Methods: Retrospective chart review of patients who underwent clinical ES/GS in a quaternary hospital’s pediatric CICU between January 2020 and August 2023. Patient demographics and clinical characteristics were collected and analyzed. Results were compared by test type, cardiac phenotype, and extracardiac anomalies status.

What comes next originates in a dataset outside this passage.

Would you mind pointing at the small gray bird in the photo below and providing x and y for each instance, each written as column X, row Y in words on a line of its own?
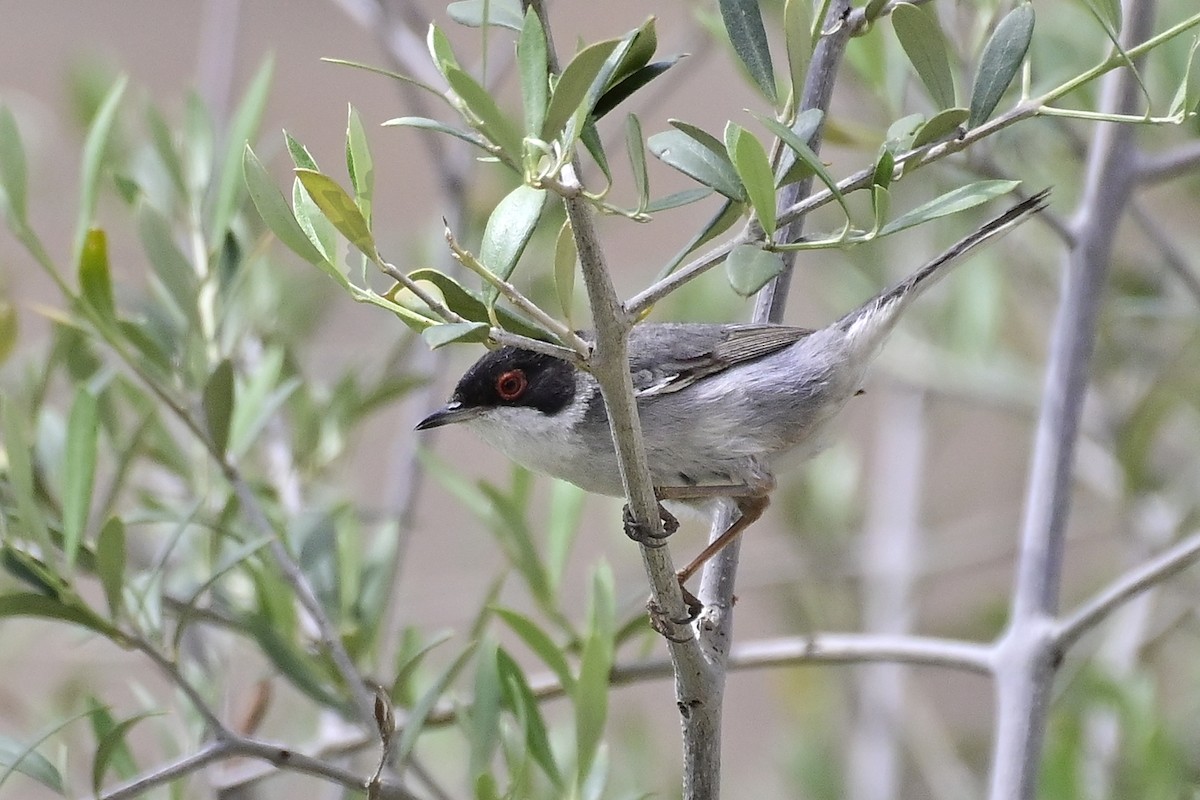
column 720, row 405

Results: Forty-five patients underwent clinical ES/GS, with median age at testing of 33 [7–905] days. Primary cardiac phenotypes included congenital heart disease (CHD), ventricular dysfunction, and arrhythmia. Diagnostic results were found in 20 patients (44.4%) with 18/20 (90%) linked to cardiac phenotypes. Diagnostic yield was not different among cardiac phenotype groups but was higher in patients with extracardiac anomalies. Notably, gene panels would have failed to make 36% of diagnoses made by ES/GS.

Conclusions: ES and GS provided high diagnostic yield in critically ill cardiac patients across various phenotypes. As next-generation sequencing technologies and interpretation capabilities mature, diagnostic abilities in pediatric cardiac disease will continue to advance.

Keywords: Congenital heart defects; cardiac intensive care unit (CICU); genome sequencing (GS); exome sequencing (ES)


Submitted Dec 04, 2025. Accepted for publication Jan 28, 2026. Published online Feb 12, 2026.

doi: 10.21037/tp-2025-1-877


Highlight box

Key findings

• Exome (ES) and genome sequencing (GS) provide a high diagnostic yield for critically ill pediatric patients with a range of cardiac phenotypes.

What is known and what is new?

• ES and GS is being increasingly recognized as a tool for diagnosis and prognostication in critically ill pediatric patients.

• This study highlights similar utility of ES and GS in pediatric patients with heart disease that are critically ill.

What is the implication, and what should change now?

• Identifying genetic risk factors in patients in pediatric cardiac disease can inform tailored therapeutic strategies and enhance patient outcomes.

• With growing accessibility, ES and GS should be used more broadly in pediatric cardiac intensive care units to improve diagnostic precision and clinical care.


Introduction

Pediatric cardiovascular disease encompasses a wide spectrum of conditions including congenital heart disease (CHD), arrhythmias, and cardiomyopathies. Recognition of underlying genetic etiologies of pediatric cardiovascular disease is increasing, with recent literature suggesting pathologic genetic variation may explain 40% of CHD (1), 20% of primary arrhythmias (2,3), and 20–40% of cardiomyopathies (2-5). While cardiology-focused guidelines exist for next-generation sequencing in the latter groups (4-6), cardiovascular societies have not broadly recommended next-generation sequencing for CHD (7-9). Etiologic genetic factors have been found in both isolated CHD and CHD associated with extracardiac anomalies, highlighting the importance of understanding pathogenic variation for elucidating disease mechanisms, guiding therapy, assessing effects on post-operative and long-term outcomes, and determining familial recurrence risk (10-14).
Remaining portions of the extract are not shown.